Delcy Rodríguez calls for cooperation with US while Trump demands ‘total access’ in Venezuela
The US president insists that ‘we’re in charge’ of the country after capturing Nicolás Maduro and his wife Cilia Flores and flying them to the US to face criminal charges

In her first statement as the new “acting president of Venezuela,” Delcy Rodríguez sent a conciliatory message to the United States that contrasted with the usual belligerent tone used by Chavismo against Washington. Meanwhile, Donald Trump kept up the threats, demanding “total access” to the country’s “oil and to other things” while maintaining that “we’re in charge.”
Less than 48 hours after the attack that decapitated the Venezuelan regime with the capture of Nicolás Maduro, Rodríguez, far from being confrontational, has extended an olive branch to the enemy. “We extend an invitation to the U.S. government to work together on a cooperative agenda, oriented toward shared development, within the framework of international law, and to strengthen lasting community coexistence,” reads a post on her Instagram account.
It was a surprisingly conciliatory message “to the world” and “to the United States.” Despite nearly a hundred possible casualties of the U.S. attack in Caracas early Saturday morning, including 32 Cubans who were part of her inner security detail, the former vice president asserted that it is a “priority” to move toward a “balanced and respectful” relationship with the U.S. and the countries of the region, “based on sovereign equality and non-interference.”
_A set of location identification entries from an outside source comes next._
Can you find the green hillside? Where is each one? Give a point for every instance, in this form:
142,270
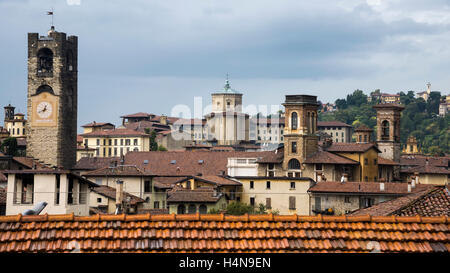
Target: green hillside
420,119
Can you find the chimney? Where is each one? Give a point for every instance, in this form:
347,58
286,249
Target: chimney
119,196
416,174
163,120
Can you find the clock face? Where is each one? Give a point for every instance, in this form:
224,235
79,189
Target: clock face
44,109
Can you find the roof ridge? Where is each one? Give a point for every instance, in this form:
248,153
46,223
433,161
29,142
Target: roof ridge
223,217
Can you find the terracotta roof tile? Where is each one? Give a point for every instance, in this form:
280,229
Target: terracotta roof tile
365,187
351,147
223,233
329,158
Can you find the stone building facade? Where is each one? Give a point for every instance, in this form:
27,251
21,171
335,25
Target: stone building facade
52,98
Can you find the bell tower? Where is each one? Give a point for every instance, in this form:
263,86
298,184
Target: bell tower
300,132
388,130
52,98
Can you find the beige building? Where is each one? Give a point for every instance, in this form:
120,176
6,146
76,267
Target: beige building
116,142
343,198
64,192
14,122
284,195
339,131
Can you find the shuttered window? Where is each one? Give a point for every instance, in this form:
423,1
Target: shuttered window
291,202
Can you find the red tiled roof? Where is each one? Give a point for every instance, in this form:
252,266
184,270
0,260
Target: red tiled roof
137,115
115,132
204,195
116,171
324,157
363,128
351,147
97,124
218,180
429,202
187,163
385,161
365,188
223,233
426,169
332,123
110,192
420,160
94,163
2,196
3,178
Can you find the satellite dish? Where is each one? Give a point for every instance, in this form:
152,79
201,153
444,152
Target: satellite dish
36,210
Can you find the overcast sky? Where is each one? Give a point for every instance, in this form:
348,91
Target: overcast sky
150,55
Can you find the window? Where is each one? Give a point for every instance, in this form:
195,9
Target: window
192,209
291,202
58,187
294,147
294,121
202,209
147,186
294,164
45,61
385,130
181,209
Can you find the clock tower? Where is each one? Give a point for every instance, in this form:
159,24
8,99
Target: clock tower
52,98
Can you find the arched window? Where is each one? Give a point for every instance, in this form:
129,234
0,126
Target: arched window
385,130
181,209
44,88
192,209
69,60
293,164
294,120
45,60
202,209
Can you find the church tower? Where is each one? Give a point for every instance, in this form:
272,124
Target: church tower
388,130
300,132
226,122
52,98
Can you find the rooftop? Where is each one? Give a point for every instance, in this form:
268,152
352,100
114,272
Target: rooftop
365,188
429,202
222,233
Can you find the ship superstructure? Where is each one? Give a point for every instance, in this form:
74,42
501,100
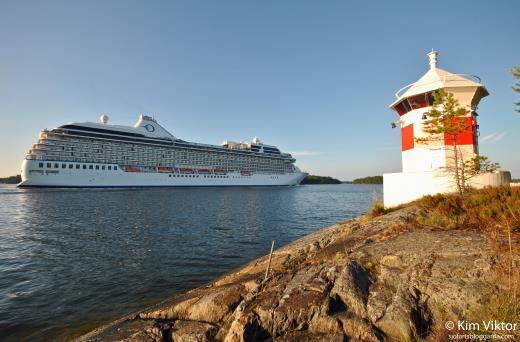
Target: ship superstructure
102,155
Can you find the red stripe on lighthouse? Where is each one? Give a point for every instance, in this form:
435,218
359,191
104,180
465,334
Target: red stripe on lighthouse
407,142
464,138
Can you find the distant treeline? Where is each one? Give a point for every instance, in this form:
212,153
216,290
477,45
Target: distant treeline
369,180
320,180
11,180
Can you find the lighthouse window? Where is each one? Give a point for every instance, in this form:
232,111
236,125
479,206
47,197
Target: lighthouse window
430,98
418,101
403,107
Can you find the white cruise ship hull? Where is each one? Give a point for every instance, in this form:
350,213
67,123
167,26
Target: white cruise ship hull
35,176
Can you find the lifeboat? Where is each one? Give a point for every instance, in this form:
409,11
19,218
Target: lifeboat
131,168
165,169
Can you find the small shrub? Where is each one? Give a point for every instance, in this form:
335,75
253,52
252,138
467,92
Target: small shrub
377,210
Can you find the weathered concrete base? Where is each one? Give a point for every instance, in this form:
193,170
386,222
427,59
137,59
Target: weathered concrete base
362,280
404,187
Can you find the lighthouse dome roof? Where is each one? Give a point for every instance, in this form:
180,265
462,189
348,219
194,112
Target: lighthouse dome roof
437,78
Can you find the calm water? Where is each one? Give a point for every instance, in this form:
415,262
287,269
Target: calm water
72,259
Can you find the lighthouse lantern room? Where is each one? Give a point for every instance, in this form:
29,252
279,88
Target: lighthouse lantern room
423,162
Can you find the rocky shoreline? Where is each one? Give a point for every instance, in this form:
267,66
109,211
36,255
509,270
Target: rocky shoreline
367,279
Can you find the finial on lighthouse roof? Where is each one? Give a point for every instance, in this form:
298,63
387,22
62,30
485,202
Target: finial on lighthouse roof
433,58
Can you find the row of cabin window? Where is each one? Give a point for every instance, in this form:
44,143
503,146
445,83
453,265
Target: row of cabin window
78,166
414,102
197,176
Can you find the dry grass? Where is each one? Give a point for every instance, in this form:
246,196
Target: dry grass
496,213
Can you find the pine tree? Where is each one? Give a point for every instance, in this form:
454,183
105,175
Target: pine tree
516,87
447,120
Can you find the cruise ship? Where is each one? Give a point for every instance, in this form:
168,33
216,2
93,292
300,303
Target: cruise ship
146,155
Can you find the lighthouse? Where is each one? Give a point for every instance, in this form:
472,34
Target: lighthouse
423,162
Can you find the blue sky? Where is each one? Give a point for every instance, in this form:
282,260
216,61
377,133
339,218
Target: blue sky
314,78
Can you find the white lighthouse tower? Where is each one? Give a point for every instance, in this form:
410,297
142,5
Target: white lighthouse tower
423,163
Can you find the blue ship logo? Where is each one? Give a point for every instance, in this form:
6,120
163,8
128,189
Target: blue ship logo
149,128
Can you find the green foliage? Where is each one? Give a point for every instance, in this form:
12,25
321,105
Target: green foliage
311,179
443,118
369,180
516,87
483,209
443,122
11,180
377,210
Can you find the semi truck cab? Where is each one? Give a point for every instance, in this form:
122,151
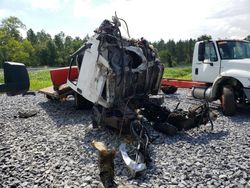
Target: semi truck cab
225,66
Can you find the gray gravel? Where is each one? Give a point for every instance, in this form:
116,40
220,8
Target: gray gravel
52,149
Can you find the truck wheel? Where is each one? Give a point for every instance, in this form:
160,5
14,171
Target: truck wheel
81,103
228,102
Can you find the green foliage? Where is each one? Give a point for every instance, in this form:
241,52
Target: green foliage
39,79
248,38
11,26
204,37
40,49
178,73
175,53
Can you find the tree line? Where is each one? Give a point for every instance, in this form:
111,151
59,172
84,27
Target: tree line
41,49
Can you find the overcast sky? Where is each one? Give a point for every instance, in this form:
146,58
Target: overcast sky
151,19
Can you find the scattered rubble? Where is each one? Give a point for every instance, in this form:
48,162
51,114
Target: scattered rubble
53,148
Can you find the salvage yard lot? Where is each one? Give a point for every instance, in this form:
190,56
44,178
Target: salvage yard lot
53,148
41,78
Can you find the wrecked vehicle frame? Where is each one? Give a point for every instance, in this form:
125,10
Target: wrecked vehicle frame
118,76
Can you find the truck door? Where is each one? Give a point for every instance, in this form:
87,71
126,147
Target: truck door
205,69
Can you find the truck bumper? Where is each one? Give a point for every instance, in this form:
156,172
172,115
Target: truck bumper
247,92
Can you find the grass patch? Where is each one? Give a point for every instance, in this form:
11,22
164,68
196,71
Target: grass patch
38,79
178,73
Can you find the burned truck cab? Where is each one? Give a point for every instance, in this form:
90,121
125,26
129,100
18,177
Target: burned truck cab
113,69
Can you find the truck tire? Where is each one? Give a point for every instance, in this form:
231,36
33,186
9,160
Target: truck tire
228,103
81,103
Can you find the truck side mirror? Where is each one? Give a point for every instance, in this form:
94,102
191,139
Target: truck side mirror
16,79
201,51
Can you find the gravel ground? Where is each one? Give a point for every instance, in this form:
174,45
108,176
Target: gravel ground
52,149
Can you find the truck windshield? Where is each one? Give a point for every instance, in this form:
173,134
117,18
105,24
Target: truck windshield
234,49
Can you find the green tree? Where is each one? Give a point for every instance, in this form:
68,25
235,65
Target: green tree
12,25
204,37
248,38
31,36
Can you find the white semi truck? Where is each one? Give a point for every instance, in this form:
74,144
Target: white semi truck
224,65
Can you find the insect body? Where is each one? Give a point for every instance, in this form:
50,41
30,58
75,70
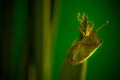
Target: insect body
86,44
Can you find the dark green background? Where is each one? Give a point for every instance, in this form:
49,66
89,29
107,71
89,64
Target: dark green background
21,43
105,63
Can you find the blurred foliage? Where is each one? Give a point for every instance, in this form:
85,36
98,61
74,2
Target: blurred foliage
32,29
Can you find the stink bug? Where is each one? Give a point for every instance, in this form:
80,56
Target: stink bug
86,44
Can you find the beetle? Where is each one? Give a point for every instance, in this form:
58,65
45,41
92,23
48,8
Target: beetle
86,44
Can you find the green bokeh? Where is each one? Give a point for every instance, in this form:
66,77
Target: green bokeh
104,64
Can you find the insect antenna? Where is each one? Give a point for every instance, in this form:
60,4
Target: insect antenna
102,26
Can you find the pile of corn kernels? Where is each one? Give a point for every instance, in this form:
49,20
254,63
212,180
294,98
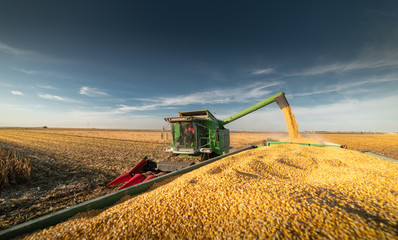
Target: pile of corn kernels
282,191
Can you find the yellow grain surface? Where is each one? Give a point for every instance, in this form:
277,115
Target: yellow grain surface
291,123
282,191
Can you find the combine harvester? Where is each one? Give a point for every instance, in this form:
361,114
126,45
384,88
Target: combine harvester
193,133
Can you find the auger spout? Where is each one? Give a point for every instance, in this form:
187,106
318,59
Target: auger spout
279,98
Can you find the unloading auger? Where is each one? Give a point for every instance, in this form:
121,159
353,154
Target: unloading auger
194,133
199,132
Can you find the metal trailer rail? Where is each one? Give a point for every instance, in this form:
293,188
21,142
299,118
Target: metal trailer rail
100,202
379,156
109,199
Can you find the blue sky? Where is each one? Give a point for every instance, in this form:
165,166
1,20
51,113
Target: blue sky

Rodríguez’s tone was a far cry from the usual terms Chavismo uses to describe Washington. There was no mention of imperialism, violations of international law, or the theft of natural resources—accusations that have been recurring during these four months of escalating tensions between the two countries. There was only a tepid condemnation of U.S. intervention in Venezuela: “Our country aspires to live without external threats.”
In a direct appeal to President Donald Trump, Rodríguez wrote: “Our people and our region deserve peace and dialogue, not war. That has always been President Nicolás Maduro’s position, and it is the position of all Venezuelans right now. That is the Venezuela I believe in, the one to which I have dedicated my life. My dream is for Venezuela to be a great power where all good Venezuelans can come together.”
The new leader of the South American country made these remarks even as Washington increasingly sharpens its demands that Venezuelan authorities comply with its orders. “We’re in charge,” the U.S. president emphasized on Sunday night.
“We need total access. We need access to the oil and to other things in their country that allow us to rebuild their country, to roads and bridges to rebuild them,” Trump said in remarks from Air Force One, returning to Washington after two weeks at his Mar-a-Lago residence in Florida. And if the new authorities are not cooperative there will be a second attack, said the president, who in an interview with The Atlantic had already warned the new Venezuelan leader that if she “doesn’t do what’s right, she is going to pay a very big price, probably bigger than Maduro.”
According to Trump, in the conversations his team has held with the Venezuelan leader, there has still been no talk about the release of political prisoners, one of the demands made by the opposition movement led by María Corina Machado and Edmundo González.